Gail could not find the words, her mouth opened and closed slowly like a goldfish.
“When I saw that book I realised what it represented; I knew it couldn’t be shown to the outside world. I don’t pretend to know what wider implications it may have and why the agency would want to cover it up. Whatever religious or political motivations they might have, I simply understood that to reveal it would have been professional suicide. I would have been no better than those who claim that the Great Pyramid of Khufu was built as a landing platform for interstellar spaceships. Here was I, looking at a veritable link between the ancient Egypt I love and something that would destroy everything we think we know about our origins.

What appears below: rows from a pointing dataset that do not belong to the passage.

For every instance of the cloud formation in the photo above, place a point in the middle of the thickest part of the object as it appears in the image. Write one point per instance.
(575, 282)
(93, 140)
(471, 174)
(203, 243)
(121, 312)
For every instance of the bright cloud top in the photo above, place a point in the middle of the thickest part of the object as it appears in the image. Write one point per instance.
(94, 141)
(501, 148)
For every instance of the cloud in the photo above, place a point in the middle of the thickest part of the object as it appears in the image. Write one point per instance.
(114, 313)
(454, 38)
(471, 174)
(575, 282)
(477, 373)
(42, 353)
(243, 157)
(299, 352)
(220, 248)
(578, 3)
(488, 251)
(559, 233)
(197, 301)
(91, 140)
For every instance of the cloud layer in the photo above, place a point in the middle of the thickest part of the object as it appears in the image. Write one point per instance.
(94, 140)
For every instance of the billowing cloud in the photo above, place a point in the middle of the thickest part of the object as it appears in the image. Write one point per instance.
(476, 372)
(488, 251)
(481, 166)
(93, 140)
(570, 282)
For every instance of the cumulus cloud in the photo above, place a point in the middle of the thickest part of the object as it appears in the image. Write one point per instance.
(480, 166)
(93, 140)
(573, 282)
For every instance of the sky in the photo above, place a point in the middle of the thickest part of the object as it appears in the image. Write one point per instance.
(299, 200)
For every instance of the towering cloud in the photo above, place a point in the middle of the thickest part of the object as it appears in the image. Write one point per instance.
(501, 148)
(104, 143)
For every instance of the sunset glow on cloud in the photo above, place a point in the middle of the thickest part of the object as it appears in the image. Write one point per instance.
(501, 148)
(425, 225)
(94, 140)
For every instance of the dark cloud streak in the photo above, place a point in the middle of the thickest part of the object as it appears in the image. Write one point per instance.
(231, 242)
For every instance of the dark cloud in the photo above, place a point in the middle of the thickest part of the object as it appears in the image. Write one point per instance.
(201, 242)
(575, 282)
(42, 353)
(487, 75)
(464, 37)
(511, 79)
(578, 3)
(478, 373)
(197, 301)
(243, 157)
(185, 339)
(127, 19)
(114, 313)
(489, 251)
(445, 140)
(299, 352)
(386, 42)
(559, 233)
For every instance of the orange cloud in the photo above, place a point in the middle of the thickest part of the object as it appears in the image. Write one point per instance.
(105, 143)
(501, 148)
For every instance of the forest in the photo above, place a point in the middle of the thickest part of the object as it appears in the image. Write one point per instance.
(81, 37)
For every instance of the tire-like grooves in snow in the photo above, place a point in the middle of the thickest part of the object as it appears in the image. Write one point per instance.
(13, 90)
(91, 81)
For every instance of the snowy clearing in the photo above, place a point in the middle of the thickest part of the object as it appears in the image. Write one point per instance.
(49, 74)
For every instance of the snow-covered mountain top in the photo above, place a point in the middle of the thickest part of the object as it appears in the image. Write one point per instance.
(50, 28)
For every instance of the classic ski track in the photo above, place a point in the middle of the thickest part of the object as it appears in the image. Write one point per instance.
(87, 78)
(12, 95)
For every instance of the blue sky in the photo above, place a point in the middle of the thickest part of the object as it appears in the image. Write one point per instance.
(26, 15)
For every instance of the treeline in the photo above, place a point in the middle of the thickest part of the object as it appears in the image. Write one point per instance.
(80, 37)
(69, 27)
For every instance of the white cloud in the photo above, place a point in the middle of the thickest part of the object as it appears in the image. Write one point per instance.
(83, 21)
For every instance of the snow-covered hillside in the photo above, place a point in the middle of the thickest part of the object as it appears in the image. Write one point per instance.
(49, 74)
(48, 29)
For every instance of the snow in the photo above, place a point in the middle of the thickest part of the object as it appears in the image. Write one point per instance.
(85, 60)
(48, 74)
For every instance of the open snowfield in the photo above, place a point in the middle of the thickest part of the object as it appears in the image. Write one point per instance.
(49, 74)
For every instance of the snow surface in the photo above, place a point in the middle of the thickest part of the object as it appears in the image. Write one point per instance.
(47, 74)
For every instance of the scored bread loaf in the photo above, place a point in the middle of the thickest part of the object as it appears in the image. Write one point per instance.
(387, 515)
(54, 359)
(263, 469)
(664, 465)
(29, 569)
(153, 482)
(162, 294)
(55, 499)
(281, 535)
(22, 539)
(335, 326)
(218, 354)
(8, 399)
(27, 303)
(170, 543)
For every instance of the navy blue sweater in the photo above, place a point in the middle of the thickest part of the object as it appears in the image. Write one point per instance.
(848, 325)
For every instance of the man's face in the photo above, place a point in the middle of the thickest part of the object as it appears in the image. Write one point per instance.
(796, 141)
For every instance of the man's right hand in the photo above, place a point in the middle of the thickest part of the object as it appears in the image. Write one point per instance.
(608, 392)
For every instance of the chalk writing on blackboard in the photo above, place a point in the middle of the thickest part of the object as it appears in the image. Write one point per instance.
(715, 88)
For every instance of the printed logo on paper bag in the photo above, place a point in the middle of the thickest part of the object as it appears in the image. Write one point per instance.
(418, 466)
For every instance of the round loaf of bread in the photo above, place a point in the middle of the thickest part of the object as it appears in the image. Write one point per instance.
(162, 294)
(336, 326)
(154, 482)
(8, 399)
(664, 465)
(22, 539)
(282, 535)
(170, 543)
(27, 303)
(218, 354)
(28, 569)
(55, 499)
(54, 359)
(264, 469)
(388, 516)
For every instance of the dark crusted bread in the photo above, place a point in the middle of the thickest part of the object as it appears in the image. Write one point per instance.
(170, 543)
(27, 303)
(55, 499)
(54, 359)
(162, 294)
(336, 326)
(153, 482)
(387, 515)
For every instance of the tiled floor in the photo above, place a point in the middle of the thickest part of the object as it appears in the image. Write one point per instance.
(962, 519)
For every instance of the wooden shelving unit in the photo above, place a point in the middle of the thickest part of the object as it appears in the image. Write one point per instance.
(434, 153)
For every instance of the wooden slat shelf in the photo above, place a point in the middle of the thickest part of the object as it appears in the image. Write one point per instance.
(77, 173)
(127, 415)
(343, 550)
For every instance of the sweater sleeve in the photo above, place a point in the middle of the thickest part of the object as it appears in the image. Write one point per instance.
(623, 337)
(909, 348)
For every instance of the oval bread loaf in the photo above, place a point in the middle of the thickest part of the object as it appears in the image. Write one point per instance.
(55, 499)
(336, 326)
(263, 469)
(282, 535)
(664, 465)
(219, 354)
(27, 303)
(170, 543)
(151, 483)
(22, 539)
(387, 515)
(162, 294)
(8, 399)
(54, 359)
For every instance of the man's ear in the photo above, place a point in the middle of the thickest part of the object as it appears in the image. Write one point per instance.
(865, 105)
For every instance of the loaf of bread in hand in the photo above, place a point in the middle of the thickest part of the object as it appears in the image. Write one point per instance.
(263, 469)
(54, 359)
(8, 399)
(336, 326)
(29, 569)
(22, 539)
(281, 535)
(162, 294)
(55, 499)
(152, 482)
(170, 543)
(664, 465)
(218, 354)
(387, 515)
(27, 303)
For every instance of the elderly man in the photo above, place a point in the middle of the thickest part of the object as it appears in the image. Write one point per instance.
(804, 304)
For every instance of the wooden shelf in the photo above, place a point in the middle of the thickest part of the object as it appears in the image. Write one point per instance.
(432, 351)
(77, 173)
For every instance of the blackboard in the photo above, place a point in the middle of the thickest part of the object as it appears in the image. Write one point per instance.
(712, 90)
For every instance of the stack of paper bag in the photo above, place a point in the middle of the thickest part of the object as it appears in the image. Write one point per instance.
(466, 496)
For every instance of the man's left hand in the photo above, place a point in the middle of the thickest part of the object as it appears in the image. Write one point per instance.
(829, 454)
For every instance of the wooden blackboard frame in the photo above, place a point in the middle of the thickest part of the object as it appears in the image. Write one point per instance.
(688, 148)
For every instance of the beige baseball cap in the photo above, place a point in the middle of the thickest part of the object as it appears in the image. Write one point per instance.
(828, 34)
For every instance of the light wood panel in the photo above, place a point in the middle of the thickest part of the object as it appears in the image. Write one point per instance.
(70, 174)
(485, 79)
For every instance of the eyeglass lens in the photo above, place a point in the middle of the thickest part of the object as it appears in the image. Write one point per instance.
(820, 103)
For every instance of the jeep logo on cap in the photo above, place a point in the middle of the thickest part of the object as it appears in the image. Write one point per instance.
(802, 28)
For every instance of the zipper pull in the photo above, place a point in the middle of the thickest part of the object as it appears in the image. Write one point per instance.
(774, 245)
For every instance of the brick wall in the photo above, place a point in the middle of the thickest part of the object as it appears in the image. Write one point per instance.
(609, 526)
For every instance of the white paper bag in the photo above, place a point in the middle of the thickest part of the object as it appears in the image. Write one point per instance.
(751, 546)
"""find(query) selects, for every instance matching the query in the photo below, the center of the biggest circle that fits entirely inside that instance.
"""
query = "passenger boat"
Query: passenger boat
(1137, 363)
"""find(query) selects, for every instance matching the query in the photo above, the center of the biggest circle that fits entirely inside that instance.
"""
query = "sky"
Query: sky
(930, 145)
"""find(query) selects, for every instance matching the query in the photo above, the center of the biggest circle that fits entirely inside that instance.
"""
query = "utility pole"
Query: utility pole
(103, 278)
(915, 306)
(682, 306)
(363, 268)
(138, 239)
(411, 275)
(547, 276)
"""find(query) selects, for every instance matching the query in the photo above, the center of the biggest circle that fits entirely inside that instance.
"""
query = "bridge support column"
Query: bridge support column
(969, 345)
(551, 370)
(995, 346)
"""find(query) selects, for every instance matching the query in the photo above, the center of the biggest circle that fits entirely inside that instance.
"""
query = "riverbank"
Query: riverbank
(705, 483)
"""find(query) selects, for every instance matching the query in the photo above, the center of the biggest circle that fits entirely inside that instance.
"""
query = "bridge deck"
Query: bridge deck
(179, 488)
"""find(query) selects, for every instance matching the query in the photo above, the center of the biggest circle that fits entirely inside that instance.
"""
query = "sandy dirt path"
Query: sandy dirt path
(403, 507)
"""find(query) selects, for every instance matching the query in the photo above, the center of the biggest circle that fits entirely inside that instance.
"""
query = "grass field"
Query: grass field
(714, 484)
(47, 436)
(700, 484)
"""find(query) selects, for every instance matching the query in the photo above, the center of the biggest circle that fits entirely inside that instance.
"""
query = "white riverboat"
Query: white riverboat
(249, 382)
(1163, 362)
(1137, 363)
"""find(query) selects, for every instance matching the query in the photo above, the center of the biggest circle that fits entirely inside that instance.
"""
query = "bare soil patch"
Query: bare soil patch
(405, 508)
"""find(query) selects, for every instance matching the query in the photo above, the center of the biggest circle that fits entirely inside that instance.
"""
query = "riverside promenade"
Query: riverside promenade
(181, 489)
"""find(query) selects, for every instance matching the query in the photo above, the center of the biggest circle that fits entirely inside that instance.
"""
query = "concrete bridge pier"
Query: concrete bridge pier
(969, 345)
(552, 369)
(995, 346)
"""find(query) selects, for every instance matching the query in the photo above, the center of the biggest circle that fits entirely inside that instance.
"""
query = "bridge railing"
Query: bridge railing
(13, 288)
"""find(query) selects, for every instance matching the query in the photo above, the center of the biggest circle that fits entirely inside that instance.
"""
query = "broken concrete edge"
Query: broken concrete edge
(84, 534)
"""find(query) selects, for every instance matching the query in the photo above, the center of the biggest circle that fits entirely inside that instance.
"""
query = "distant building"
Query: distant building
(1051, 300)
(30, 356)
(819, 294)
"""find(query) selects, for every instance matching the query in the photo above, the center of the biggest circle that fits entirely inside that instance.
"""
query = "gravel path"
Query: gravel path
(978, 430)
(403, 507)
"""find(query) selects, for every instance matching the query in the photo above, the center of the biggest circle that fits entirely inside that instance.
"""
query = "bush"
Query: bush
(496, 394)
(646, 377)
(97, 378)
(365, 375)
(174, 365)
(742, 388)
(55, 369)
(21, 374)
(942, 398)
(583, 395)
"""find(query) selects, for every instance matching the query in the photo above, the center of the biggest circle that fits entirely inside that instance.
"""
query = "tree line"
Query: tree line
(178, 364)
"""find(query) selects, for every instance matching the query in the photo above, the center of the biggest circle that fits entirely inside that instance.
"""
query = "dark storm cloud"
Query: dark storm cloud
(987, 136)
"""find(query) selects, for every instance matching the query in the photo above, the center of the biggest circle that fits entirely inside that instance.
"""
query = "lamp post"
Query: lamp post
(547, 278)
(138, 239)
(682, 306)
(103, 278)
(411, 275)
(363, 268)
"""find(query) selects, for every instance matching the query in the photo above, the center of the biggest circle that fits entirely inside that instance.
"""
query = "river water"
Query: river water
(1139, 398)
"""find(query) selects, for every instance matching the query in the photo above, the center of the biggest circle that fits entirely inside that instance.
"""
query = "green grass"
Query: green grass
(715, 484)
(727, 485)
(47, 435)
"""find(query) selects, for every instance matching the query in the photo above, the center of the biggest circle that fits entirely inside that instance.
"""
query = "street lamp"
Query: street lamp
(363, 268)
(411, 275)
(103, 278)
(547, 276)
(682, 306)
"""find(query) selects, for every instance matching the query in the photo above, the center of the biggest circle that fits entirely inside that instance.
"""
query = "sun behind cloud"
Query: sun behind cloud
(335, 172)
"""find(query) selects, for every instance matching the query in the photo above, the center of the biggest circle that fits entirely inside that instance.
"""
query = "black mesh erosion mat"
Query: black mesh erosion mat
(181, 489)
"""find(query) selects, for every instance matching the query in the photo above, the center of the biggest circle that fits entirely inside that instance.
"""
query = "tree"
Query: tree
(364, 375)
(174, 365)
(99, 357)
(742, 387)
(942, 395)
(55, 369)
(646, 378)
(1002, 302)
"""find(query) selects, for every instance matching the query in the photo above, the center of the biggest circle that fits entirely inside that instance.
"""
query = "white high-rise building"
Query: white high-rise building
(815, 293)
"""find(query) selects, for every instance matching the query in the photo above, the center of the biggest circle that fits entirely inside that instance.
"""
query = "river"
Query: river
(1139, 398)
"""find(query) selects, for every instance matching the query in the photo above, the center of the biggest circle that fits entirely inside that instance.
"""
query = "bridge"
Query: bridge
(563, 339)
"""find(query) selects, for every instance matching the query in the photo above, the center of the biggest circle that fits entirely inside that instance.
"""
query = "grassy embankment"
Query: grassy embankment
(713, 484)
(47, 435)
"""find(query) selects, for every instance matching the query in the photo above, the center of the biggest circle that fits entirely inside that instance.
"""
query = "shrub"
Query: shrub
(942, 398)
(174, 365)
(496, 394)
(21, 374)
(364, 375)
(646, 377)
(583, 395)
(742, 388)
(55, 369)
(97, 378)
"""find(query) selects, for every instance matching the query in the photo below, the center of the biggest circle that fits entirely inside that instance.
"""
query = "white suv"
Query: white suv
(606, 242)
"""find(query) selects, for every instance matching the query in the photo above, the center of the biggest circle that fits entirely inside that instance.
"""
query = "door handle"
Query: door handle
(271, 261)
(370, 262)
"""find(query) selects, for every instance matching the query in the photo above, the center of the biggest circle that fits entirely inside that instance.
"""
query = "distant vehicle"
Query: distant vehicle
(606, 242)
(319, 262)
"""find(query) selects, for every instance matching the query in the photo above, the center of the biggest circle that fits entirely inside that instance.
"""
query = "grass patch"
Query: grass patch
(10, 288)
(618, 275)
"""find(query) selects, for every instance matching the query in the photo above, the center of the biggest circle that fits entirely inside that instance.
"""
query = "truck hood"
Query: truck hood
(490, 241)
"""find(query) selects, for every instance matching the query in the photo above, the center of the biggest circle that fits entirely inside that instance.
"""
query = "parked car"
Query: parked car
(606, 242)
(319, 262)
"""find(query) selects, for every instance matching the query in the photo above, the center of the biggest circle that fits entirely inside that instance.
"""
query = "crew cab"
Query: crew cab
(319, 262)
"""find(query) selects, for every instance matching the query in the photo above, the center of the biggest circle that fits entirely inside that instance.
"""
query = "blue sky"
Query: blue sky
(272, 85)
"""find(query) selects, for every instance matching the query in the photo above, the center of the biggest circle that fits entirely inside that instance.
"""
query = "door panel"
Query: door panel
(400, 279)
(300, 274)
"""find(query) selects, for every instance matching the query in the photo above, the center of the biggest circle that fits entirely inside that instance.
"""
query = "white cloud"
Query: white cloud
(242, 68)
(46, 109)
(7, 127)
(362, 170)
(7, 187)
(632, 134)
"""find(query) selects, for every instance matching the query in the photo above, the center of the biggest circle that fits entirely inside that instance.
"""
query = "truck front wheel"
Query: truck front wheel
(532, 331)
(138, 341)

“I couldn’t let that happen. As a philosopher, I was frustrated that I would never again be able to see the book, to study and translate its text. But as a man who wanted to earn a living and develop my career, I was relieved that it was being taken off my hands. The responsibility was no longer mine.
“Because of this, I never once felt inclined to reveal this to you, or to anyone for that matter. Over time, I made myself believe that the book did in fact represent little more than a fantasy world. I mean, what will people think thousands of years hence when they discover our libraries full of science fiction? Would they believe that we had really waged war with Mars, that we genuinely conquered the stars or that we could easily travel through time at will?” He paused and let out a long sigh. “That idea helped reconcile my guilt. The belief that it was a work of fantasy got me through the past ten years in one piece.